Using gdb is only really useful when running a single rank. If you can reduce the problem size so it can run with a single rank, and still reproduce the problem, then it might help.

Otherwise, I’d try using valgind again, but with the full rank count. It will mean more log files, but hopefully give some useful info.

  1. Do you recall any issues reported on the nested subroutine usage, similar to the quote I posted above? Is using such subroutines considered normal in nvfortran, or should we work on converting them into proper module-declared subroutines?

In general contained subroutines are fine to use. They are a bit older style of programming but still comply with the standard and you’ll see their use in many Fortran programs.

The only issue with contain subroutines is that they can’t be OpenACC “device” routines when the containing routine is not a “device” routine itself. The issue is that contain subroutines pass a hidden pointer to the caller’s stack thus allowing access to the callers variables. However this is pointer to a host address which isn’t accessible on the device.

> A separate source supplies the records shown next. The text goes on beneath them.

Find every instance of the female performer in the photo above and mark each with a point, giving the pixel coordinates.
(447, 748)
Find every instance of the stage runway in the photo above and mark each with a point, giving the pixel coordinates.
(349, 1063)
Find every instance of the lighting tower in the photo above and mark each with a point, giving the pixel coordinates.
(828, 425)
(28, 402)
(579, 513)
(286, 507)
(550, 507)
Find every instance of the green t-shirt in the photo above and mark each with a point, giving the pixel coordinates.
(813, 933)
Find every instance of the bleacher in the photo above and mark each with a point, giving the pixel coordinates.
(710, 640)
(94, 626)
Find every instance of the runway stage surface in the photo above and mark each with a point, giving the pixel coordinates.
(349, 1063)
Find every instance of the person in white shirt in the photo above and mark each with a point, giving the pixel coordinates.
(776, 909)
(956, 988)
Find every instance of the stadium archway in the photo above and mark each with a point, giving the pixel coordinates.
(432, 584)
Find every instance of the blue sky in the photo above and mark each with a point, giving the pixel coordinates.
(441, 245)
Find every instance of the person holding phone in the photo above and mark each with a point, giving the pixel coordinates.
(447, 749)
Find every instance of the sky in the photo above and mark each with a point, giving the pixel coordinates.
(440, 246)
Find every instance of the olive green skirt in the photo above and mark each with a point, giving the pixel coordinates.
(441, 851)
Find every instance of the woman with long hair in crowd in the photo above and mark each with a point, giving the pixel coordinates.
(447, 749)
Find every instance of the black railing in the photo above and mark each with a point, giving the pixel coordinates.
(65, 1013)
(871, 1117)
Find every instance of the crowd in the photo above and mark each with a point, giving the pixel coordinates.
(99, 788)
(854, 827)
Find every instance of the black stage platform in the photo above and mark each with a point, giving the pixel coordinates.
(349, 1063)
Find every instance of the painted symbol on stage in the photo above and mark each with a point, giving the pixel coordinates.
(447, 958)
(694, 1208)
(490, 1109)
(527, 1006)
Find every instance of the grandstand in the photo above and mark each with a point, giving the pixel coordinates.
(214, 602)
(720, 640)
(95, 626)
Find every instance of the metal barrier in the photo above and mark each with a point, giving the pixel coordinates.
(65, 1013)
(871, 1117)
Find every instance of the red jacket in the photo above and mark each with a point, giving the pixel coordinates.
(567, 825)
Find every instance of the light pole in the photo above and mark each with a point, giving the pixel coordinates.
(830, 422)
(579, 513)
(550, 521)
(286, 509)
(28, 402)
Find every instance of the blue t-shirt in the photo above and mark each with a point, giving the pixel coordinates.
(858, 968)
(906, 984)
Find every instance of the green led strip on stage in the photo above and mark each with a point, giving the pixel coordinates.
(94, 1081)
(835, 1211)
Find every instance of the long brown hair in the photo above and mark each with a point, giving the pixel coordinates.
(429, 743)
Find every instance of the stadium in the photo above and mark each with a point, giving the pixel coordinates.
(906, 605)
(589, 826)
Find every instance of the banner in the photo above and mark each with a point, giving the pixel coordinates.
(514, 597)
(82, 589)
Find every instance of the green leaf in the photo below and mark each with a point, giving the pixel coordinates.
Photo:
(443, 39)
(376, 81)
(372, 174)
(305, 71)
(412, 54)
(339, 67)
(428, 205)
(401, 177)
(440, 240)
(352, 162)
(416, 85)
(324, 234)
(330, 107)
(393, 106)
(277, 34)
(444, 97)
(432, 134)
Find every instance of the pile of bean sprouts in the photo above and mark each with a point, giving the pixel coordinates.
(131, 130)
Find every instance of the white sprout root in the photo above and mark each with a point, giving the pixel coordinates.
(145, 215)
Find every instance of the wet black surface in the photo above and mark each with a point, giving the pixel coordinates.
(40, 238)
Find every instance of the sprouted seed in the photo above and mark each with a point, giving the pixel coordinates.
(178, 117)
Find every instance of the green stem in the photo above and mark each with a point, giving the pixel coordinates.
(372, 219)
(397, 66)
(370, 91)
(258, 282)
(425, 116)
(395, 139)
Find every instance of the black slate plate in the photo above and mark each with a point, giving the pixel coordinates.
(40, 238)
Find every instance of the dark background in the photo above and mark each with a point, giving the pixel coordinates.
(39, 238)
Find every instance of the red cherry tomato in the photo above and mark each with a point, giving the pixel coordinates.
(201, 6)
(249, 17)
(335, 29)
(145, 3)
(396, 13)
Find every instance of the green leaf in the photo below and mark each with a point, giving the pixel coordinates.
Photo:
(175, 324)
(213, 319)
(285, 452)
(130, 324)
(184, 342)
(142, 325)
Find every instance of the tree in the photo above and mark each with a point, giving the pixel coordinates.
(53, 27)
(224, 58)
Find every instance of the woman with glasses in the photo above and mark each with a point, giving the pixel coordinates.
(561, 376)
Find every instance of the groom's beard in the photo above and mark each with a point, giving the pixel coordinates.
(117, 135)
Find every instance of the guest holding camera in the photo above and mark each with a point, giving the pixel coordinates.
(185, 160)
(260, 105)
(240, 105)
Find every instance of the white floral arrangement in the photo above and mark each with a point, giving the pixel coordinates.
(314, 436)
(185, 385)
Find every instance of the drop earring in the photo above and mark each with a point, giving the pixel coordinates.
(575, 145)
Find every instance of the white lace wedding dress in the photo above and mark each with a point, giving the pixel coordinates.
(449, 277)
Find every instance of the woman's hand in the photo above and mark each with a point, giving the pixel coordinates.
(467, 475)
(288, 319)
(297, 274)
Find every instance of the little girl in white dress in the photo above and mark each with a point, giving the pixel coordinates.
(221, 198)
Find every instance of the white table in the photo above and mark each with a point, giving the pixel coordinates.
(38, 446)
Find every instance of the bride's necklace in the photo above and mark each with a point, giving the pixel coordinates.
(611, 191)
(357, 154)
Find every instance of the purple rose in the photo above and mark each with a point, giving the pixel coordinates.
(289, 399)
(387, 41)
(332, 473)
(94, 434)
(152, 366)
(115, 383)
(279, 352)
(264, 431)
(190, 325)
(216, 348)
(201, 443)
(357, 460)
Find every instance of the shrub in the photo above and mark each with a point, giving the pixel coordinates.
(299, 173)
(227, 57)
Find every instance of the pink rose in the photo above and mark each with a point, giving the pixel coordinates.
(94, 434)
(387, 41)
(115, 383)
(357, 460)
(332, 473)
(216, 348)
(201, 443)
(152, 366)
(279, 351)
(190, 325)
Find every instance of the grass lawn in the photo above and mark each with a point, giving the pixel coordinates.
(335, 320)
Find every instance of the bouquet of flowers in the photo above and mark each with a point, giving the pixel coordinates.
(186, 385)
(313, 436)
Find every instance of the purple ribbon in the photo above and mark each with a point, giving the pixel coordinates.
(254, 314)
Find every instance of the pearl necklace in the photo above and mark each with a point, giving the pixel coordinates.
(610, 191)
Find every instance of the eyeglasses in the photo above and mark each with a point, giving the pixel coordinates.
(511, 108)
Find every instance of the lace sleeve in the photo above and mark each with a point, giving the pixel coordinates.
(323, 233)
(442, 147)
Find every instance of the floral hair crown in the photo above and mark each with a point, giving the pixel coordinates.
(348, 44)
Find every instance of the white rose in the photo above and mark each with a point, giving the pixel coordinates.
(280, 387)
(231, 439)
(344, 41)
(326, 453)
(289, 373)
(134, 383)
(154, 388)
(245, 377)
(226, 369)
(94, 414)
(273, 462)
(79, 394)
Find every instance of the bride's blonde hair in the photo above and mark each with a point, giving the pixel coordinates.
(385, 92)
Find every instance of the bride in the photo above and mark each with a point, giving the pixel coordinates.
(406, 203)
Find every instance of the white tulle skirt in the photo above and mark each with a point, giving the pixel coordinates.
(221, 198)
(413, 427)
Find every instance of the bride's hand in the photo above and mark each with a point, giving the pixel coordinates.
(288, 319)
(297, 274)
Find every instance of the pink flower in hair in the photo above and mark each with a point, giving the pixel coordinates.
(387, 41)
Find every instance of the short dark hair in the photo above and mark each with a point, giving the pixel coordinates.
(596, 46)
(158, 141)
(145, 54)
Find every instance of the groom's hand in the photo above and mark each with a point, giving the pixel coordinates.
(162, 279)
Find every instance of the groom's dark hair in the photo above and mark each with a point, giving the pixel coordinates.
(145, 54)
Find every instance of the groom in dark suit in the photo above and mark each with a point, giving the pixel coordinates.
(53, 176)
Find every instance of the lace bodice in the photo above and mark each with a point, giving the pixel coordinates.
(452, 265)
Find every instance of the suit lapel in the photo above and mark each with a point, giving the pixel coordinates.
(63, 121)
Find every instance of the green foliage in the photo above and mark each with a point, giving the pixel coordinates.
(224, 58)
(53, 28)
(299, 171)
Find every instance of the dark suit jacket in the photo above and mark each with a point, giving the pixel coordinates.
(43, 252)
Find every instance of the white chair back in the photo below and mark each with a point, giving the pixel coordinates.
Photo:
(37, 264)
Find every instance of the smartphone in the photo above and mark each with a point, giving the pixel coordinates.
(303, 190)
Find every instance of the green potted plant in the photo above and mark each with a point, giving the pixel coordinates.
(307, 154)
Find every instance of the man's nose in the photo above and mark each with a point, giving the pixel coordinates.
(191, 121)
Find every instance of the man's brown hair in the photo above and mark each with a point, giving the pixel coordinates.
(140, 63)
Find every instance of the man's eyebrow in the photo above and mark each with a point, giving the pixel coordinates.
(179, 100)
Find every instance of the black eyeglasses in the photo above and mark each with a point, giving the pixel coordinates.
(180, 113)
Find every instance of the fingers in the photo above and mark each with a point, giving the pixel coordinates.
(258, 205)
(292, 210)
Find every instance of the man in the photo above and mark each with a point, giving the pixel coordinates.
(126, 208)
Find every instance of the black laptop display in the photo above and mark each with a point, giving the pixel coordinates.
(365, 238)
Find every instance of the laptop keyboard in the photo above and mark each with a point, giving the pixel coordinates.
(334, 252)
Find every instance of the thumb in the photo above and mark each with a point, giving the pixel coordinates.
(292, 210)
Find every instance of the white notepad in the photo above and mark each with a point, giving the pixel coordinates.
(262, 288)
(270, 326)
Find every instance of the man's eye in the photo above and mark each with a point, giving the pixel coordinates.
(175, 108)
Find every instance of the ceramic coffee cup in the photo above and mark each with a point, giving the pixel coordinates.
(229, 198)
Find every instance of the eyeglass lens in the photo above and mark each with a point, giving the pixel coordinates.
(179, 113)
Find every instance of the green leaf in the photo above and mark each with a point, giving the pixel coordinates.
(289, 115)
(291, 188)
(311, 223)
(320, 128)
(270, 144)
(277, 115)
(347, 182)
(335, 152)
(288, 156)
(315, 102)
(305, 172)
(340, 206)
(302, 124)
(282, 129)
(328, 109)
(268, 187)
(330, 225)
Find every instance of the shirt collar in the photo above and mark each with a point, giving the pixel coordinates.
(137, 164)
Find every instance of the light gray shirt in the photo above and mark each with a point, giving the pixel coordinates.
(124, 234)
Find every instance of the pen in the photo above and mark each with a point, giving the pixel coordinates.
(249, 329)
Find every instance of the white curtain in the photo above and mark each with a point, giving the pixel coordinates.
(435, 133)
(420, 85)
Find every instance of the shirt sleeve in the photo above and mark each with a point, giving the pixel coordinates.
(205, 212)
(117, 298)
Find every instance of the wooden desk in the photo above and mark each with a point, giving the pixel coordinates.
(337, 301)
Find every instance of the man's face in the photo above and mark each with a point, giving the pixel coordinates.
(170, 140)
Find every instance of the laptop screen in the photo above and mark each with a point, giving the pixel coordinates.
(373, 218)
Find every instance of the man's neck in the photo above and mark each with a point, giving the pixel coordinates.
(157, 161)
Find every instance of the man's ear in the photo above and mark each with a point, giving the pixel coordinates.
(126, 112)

  1. Surprisingly, when I compiled the code with the flag “-gpu=pinned”, the code worked flawlessly without any segfaults. However, when I tried a different problem, it broke even with all memory allocated as pinned, this time pointing to a useful line of code within the FB_MP subroutine with a more appropriate error:

In order to transfer memory to the device, the memory must be in non-swappable memory. If it’s in virtual memory, then the OS could swap the memory mid-transfer.

By default, we use a double buffering system which copies the virtual memory to a set of pinned memory buffers and then do the transfer.

What “pinned” does is allocate memory directly in the host’s physical memory so these buffers aren’t needed. The issue with “pinned” is that physical memory is finite and allocation can take longer. However if a program has few allocations but many data transfers, it can help performance.

The fact your program works with “pinned”, in at least one case, indicates to me that indeed there’s some memory corruption or uninitialized memory.

This is why I assume that there is something going on with the nested subroutines.

Very possible. Though a seg fault is on the host side so what ever is happening is happening in the host code, not the device.